«Trabajo y sudor» era il manifesto Ha funzionato a metà, poi il tracollo

Era cominciata con l’entusiasmo della gente a Riscone di Brunico,Lucho immerso tra i tifosi a giocare a biliardino e la rivoluzione culturale come manifesto. Trabajo y sudor, erano le parole d’ordine. È finita all’opposto, tra l’indifferenza dei tifosi, spossati da una stagione fallimentare. In mezzo c’è tutta la vita giallorossa di Luis Enrique: idee, onestà, etica e speranza. Ma anche tanti errori, presunzione e l’integralismo dell’hombre vertical.

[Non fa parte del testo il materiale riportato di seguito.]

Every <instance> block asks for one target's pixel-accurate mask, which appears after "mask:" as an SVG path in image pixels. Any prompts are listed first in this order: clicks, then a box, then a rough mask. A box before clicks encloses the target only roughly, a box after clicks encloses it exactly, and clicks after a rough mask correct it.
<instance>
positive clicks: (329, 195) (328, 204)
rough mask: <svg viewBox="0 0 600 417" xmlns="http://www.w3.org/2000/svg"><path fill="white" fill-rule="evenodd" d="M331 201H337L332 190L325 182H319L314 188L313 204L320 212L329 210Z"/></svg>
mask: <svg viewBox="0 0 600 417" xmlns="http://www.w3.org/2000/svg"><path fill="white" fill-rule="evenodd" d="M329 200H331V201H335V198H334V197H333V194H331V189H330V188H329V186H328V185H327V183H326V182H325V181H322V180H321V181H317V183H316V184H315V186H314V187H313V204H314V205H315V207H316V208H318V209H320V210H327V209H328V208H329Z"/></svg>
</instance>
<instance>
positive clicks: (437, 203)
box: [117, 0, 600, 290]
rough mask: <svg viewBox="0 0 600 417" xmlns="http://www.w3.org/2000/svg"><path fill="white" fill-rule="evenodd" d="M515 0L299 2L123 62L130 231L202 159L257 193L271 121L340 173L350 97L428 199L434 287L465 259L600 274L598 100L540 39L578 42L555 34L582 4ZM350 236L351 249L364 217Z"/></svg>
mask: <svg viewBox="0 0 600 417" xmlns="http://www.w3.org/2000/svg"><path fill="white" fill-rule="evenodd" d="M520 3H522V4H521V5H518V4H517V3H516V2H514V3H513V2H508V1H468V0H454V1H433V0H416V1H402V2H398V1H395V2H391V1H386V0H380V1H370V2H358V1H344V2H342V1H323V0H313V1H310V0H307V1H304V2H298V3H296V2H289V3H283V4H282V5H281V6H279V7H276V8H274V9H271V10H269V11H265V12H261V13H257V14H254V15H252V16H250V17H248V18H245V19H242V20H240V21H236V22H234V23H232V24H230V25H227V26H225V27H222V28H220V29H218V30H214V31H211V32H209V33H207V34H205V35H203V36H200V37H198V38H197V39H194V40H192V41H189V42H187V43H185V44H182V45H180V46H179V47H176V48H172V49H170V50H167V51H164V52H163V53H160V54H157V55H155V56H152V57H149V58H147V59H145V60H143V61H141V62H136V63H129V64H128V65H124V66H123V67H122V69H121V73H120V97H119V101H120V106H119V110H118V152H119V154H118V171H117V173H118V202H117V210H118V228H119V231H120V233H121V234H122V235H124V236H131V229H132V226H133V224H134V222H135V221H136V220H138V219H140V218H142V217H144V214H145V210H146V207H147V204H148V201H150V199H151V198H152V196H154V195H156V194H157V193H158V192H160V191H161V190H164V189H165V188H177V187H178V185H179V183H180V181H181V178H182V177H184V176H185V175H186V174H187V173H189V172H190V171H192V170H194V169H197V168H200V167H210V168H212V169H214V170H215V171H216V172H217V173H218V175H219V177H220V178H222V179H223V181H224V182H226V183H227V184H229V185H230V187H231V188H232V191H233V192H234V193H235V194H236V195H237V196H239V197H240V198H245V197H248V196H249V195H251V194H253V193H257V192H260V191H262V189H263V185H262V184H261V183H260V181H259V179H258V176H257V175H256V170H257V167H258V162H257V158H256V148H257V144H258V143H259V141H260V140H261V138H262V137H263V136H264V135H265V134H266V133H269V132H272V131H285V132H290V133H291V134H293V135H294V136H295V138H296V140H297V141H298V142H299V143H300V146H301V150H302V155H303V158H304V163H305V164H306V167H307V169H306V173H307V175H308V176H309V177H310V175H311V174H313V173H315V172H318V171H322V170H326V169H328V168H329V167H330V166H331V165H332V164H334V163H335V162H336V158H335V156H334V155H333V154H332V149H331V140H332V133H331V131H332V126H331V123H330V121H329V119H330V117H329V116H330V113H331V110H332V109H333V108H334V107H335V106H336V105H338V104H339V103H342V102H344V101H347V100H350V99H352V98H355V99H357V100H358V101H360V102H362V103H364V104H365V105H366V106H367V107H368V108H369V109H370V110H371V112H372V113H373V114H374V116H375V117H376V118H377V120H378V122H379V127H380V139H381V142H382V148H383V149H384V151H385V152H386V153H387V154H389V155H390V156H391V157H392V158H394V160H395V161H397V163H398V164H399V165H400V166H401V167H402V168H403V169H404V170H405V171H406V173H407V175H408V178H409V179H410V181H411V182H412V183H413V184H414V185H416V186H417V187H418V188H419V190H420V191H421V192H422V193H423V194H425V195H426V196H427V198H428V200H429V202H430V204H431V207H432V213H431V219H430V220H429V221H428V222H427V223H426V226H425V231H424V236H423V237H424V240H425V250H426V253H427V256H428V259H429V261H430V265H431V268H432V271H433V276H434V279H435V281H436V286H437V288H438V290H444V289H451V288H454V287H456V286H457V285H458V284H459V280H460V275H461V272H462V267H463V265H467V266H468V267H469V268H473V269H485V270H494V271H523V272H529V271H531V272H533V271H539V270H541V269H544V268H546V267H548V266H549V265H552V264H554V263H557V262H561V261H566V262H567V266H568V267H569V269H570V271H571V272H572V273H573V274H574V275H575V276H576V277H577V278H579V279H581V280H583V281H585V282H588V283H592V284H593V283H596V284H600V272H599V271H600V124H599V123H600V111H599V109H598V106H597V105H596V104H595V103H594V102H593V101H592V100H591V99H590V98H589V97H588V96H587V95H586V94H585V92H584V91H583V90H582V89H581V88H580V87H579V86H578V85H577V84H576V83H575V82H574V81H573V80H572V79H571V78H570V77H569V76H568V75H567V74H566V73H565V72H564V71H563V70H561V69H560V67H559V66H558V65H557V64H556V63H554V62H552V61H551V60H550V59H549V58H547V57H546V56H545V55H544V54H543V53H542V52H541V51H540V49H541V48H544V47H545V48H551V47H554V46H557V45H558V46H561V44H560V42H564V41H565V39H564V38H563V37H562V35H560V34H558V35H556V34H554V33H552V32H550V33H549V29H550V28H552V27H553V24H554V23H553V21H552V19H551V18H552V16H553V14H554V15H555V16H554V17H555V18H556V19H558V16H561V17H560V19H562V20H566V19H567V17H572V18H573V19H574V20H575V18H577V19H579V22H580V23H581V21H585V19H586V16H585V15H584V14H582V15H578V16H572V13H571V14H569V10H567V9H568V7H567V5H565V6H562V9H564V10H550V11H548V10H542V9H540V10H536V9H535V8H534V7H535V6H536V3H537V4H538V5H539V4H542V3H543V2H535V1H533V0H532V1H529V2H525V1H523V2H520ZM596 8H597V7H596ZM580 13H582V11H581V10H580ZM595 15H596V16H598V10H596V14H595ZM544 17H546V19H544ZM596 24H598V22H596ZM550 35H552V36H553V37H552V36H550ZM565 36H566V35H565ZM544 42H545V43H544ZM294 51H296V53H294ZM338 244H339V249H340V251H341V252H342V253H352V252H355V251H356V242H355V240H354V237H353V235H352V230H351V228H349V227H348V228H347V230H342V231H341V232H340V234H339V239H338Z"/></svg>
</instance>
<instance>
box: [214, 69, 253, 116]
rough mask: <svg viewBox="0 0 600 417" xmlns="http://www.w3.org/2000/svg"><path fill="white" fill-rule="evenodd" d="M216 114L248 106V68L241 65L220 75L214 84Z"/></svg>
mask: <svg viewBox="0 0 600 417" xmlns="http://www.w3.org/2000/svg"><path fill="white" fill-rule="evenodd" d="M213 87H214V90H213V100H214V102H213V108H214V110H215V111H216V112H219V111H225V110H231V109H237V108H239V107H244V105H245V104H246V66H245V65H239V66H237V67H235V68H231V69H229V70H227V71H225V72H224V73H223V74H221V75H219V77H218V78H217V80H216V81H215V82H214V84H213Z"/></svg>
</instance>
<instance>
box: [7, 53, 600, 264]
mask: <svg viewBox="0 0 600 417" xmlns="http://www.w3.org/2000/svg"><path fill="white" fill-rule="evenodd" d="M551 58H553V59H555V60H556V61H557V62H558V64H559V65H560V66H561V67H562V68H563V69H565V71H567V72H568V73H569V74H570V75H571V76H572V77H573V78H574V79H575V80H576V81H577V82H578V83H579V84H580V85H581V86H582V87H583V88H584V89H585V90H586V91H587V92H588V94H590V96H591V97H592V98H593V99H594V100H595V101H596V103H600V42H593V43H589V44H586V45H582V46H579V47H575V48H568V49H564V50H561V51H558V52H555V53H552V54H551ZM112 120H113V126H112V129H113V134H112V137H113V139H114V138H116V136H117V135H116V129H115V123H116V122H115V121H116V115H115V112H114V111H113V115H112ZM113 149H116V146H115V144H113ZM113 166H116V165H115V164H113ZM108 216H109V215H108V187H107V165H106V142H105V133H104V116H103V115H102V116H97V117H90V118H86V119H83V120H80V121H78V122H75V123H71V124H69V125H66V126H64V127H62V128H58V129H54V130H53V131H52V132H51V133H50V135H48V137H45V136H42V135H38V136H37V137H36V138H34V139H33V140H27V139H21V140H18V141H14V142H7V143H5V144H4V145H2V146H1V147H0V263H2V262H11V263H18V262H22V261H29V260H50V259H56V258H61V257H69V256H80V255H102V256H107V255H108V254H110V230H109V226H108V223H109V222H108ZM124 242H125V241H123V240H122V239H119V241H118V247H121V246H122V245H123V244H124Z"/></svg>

Alti e bassi A Barcellona dicevano che era strano, raro como un perro verde strano come un cane verde. Eppure l’inizio era stato buono, nonostante l’eliminazione dall’Europa League con lo Slovan e il cambio Totti-Okaka con cui Luis aveva già diviso la gente: fenomeno o bluff? Il dubbio è andato avanti tutto l’anno, più del tiqui-toque. Al tracollo di Firenze 3-0, con la prima contestazione a tecnico e DiBenedetto ha fatto da contraltare il filotto di vittorie a cavallo di Natale. È stato il momento di massimo splendore di Zichichi, come lo chiamavano i giocatori. Poi, però, sono arrivati i tracolli: Cagliari, Atalanta con il caso De Rossi, Juve doppio k.o., Siena, il derby 2 volte, Lecce e Fiorentina. E sono iniziati i silenzi nelle conferenze, dove Luis si è sempre espresso in italiano. Voleva integrarsi, voleva restare, anche rischiando in prima persona.

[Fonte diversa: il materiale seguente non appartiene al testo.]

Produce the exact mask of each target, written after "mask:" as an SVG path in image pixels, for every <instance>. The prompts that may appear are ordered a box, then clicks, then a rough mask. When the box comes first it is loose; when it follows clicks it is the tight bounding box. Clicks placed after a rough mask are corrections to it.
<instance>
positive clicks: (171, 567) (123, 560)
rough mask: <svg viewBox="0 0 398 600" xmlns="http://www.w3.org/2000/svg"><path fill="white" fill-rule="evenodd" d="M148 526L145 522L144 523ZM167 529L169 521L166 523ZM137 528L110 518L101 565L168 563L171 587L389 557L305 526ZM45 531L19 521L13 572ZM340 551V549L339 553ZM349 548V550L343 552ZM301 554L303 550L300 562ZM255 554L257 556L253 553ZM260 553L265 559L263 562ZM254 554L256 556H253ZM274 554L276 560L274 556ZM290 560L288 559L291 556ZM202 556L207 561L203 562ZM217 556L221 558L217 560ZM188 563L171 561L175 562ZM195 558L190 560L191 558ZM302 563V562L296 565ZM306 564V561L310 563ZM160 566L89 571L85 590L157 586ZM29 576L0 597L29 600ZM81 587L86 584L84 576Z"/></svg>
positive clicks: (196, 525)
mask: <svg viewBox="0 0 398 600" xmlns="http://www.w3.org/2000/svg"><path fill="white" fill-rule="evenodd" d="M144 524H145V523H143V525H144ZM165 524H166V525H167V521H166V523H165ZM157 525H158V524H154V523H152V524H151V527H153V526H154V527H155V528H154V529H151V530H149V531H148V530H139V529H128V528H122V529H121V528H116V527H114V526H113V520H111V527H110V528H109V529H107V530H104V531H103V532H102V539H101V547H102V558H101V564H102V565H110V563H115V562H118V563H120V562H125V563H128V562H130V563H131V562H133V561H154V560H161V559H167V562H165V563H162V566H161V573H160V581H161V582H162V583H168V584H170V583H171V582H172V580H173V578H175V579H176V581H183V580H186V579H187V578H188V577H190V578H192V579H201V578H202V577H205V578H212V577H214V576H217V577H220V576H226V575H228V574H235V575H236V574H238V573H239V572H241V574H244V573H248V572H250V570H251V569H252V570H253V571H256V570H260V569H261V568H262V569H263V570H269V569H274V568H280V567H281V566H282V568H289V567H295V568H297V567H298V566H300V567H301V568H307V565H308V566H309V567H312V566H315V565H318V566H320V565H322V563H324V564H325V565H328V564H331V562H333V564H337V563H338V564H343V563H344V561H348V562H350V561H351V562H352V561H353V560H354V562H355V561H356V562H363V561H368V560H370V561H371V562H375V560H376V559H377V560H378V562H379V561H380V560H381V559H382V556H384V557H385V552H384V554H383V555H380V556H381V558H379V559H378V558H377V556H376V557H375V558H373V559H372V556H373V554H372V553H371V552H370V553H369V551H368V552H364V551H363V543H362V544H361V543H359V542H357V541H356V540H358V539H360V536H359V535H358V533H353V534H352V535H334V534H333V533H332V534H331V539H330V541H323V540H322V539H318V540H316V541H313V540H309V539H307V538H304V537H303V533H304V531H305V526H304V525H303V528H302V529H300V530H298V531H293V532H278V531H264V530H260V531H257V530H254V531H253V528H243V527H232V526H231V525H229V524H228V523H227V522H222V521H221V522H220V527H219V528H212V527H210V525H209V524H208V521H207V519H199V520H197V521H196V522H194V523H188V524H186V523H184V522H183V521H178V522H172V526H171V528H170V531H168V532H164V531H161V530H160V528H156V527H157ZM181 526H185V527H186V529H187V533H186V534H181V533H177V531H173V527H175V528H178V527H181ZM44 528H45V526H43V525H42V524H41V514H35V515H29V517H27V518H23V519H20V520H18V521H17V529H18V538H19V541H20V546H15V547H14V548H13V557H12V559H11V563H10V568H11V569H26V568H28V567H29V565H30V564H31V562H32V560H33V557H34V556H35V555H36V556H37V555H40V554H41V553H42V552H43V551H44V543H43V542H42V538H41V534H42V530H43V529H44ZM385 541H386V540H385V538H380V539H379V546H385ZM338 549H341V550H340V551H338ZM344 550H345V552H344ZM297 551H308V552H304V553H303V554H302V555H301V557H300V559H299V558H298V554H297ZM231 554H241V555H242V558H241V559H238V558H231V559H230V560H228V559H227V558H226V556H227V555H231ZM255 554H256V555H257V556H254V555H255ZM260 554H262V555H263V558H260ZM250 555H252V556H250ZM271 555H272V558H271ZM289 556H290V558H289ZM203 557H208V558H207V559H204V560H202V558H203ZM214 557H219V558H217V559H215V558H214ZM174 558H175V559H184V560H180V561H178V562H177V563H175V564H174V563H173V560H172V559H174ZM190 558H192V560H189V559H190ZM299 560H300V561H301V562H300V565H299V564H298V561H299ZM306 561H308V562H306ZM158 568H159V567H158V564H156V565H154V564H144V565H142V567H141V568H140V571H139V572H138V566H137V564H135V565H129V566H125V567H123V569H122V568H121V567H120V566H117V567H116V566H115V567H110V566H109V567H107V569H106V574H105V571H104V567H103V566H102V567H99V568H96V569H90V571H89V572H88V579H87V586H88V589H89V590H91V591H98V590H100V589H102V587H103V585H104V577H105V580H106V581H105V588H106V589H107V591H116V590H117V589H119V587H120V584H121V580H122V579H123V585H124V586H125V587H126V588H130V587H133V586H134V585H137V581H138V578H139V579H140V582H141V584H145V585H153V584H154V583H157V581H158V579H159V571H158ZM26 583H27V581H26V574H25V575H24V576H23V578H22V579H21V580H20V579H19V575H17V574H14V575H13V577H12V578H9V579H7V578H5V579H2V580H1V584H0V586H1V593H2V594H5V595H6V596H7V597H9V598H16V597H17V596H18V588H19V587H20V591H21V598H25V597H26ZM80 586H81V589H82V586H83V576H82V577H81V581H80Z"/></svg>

Ambiente Nel flop di Luis Enrique, l’ambiente non gli ha dato una mano. Il suo, però. Ivan De la Peña lo ha mollato quasi subito, dopo averlo portato a vivere a casa-Lazio Olgiata; Marcos Lopez — il tattico — dopo 4 mesi. Con Luis è rimasto Toñin Llorente, il mental coach espulso 3 volte. Il risultato sono state le contestazioni all’Olimpico e le difficoltà della famiglia. Luis ha resistito, apprezzato da giocatori e società. Gettando la spugna solo alla fine.